Yeats's evocative He Reproves the Curlew is now as much prophesy as poem: "O curlew, cry no more in the air/ Or only to the water in the West."

And so there is to be one more attempt to save the curlew and its evocative cry. A task force is to be established to save one of Ireland's most threatened breeding bird species.

The Curlew in Crisis workshop took place in Co Westmeath earlier this month and brought together almost 100 scientists and conservationists to examine the crisis facing breeding curlews in Ireland.

Results from a survey funded by the National Parks and Wildlife Service (NPWS) over the last two years show that just 130 breeding pairs remain in the Republic and that the species is now facing extinction here within 10 years if emergency action is not taken.

"We hope this voluntary initiative will encourage Heather Humphreys, the Minister for Arts, Heritage, Regional, Rural and Gaeltacht Affairs, to find much-needed funds to prevent the imminent extinction of curlews in Ireland," said Dr Anita Donaghy of BirdWatch Ireland.

Most curlews in Ireland nest on bog, but farmland is also a very important nesting habitat for them.

Declines in numbers have been blamed on the loss of bogs, agricultural intensification and predation by foxes and crows. Land abandonment and afforestation are also issues.

Curlews really are home birds and UK research suggests that they remain faithful to the same nesting sites year on year, and so immediate measures to protect known breeding sites must be put in place in advance of the next breeding season in spring 2017.

The Department of Agriculture introduced measures for curlews in the GLAS funding mechanism and farmers, with breeding curlews now having priority access.
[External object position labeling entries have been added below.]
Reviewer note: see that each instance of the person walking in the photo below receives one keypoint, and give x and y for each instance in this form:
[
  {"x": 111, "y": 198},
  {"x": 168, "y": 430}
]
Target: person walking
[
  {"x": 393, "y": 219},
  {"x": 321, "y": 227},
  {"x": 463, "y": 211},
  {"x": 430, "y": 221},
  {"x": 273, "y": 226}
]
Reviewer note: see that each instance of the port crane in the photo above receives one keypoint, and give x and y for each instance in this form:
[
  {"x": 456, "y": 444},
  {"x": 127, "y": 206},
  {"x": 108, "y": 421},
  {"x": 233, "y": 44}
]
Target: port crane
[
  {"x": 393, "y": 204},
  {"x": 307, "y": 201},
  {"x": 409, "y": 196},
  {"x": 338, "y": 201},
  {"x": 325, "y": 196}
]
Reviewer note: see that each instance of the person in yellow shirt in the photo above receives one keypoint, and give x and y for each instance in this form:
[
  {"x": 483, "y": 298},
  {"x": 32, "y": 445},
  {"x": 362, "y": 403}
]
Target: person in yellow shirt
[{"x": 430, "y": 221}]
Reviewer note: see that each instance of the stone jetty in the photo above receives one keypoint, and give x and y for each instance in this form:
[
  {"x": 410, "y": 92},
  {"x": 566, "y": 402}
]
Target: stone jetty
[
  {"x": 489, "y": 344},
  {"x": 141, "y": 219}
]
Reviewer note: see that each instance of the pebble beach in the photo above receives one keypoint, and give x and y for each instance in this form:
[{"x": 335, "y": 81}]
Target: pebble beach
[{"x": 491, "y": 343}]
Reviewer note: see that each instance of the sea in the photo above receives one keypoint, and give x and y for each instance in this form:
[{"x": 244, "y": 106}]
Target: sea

However, other measures needed include protection of breeding pairs on bogs and more control of foxes and crows at known sites.

The workshop was initiated by UK-based radio producer and presenter Mary Colwell, who earlier this year walked for 500 miles across Ireland and England to raise awareness of the plight of the curlew.

"The many people I met on my walk showed me how deep the concern is that breeding curlew are fast disappearing from the Irish landscape," she said.